「踏襲」という言葉には、「前人のやり方などをそのまま受け継ぐこと」という意味があります。
ビジネスシーンなどでよく使われる言葉ですが、正しい使い方を知らないという人もいるのではないでしょうか。
この記事では、「踏襲」の意味や使い方などを例文を交えながら、分かりやすく解説していきます。
「踏襲」の意味は『前人のやり方などをそのまま受け継ぐこと』

踏襲の読み方は「とうしゅう」です。
語源は足跡をそのままなぞって進むことから来ており、
- 「踏」はふむ、あるく
- 「襲」は受けつぐ、引きつぐ
の2つが合わさってできた言葉です。
『踏襲』には
- 前人のやり方などをそのまま受け継ぐこと
などの意味があります。
「踏襲」の正しい使い方を例文で紹介!

「踏襲」は、ビジネスシーンなどで使われる言葉です。
間違った使い方をすると相手に伝わらなかったり、失礼な印象を与えてしまう可能性もありますので、例文と共に正しい使い方を知っていきましょう。
例文①

新しい業務にまだ慣れないので、しばらくは前任者のやり方を踏襲します。
例文②

新社長が就任したが、先代の方針を踏襲するようだ。
例文③

前例を踏襲していれば失敗はありませんが、大きな成長は見込めません。
例文④

PTAの仕事は前例踏襲が多いので、思ったよりも大変ではありませんでした。
例文⑤

毎年マニュアルを踏襲していたが、現状にそぐわない部分も増えてきたので、改訂が必要だ。
【踏襲を使う時の注意点】
文脈によってはネガティブな意味合いで使うこともあるので、使い方に注意が必要です。
「踏襲」の類義語・言い換え4選

『踏襲』の類義語や言い換えの言葉は4つあります。
類義語を知り、同じ意味を持つ複数の言葉を使い分けることができると相手とのコミュニケーションが円滑になります。
相手の理解度や状況に合わせて、最適な言葉を選択していきましょう。
- 倣う
- 準拠
- 保守
- 追随
類義語①倣うの意味
すでにあるやり方、例をまねて、そのとおりにする。
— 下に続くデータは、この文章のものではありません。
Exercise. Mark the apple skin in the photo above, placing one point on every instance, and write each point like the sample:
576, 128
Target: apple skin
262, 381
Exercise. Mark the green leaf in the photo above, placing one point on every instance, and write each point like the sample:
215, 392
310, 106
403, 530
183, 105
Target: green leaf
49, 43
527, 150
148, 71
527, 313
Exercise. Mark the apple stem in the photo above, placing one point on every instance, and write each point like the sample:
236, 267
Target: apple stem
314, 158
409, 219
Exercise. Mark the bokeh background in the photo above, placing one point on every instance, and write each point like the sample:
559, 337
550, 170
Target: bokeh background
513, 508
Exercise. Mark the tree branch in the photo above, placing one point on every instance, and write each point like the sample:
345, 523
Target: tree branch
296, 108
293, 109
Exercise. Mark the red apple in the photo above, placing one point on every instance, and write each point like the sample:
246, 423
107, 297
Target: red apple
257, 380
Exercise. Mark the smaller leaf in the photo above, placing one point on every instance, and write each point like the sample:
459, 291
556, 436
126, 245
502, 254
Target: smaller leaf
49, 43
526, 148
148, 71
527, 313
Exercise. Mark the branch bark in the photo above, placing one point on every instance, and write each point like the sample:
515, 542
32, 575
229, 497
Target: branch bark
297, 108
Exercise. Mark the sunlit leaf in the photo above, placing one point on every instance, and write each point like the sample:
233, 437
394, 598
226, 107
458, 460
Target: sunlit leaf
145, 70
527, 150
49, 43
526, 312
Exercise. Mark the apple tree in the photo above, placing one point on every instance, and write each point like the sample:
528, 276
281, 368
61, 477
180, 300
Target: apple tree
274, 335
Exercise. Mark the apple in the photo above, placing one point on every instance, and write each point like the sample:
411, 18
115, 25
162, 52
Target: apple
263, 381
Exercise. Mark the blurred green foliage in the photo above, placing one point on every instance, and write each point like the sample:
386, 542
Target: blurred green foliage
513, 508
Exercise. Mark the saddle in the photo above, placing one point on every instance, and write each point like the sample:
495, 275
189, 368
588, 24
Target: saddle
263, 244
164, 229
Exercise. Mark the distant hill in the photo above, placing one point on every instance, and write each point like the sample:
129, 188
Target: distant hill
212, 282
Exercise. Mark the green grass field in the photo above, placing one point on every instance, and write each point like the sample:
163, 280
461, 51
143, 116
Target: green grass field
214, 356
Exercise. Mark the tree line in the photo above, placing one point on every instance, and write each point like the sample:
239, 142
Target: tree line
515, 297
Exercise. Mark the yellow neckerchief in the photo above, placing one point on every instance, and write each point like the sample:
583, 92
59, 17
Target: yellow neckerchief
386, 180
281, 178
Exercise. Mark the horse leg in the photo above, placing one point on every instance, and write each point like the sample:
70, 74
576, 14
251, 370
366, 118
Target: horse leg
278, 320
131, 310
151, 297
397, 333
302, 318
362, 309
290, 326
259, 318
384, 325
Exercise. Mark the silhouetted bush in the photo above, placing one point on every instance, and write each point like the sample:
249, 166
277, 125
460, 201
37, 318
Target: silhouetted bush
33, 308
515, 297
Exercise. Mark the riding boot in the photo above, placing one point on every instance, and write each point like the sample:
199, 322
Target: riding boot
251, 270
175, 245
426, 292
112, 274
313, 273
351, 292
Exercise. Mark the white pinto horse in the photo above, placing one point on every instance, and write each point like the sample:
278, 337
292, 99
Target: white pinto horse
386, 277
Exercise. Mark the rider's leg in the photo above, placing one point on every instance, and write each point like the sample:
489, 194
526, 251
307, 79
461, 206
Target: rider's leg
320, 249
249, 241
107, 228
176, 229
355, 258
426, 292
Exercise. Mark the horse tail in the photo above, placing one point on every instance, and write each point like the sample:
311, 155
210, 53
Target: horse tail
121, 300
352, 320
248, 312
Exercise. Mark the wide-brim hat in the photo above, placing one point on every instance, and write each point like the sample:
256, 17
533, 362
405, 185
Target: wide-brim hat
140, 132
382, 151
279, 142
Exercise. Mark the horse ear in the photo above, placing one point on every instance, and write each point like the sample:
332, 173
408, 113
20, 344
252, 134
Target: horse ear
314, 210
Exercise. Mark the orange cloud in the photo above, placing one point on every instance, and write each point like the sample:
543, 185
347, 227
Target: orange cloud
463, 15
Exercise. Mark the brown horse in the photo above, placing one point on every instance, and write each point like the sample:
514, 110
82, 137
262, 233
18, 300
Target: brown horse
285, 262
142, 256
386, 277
手本としてまねをする。
引用:goo辞書

文化祭の出し物は、前例に倣ってクラス演劇を行うことになった。
類義語②準拠の意味
あるものをよりどころとしてそれに従うこと。また、そのよりどころ。
引用:goo辞書

教科書を準拠して、テストを作っている。
類義語③保守の意味
- 正常な状態を保つこと
- 旧来の風習・伝統・考え方などを重んじて守っていこうとすること。また、その立場。
引用:goo辞書

保守的な社風だと、新しいアイディアを実現しづらいという欠点がある。
類義語④追随の意味
- あとにつき従うこと。あとからついて行くこと。
- 人の業績などをまねて、それに追いつこうとすること。
引用:goo辞書

先輩はいつも営業成績のトップで、他の追随を許しません。

「踏襲」と「継承」の違いは?

「踏襲」と「継承」は似ている言葉ですが、どのような違いがあるのでしょうか。
「踏襲」には前人のやり方などをそのまま受け継ぐことという意味がありますが、
それに対し「継承」には、前代の人の身分・仕事・財産などを受け継ぐことという意味があります。
どちらも前の人から受け継ぐことを意味する言葉ですが、「踏襲」は方法や考え方を受け継ぐのに対し、「継承」は伝統や伝統芸能といった、身分や財産などを受け継ぐことを意味します。
「踏襲」は英語で『following』

踏襲は英語の『following』に言い換えることができます。
英語の『following』には
- 次に続く
- 次の
という意味があります。
「踏襲」の対義語・反対語は『革新』

踏襲の対義語は、『革新』になります。
革新には
- 旧来の制度・組織・方法・習慣などを改めて新しくすること
- 政治では、現状を改革しようとする立場
などの意味があり、旧来の体制を新しくすることを表すときに用いられます。

上司が定例会議のやり方を革新したことで、業務効率が上がりました。
「踏襲」は前人のやり方などをそのまま受け継ぐことという意味で使われ、「革新」は旧来の制度・組織・方法・習慣などを改めて新しくすることという意味で使われます。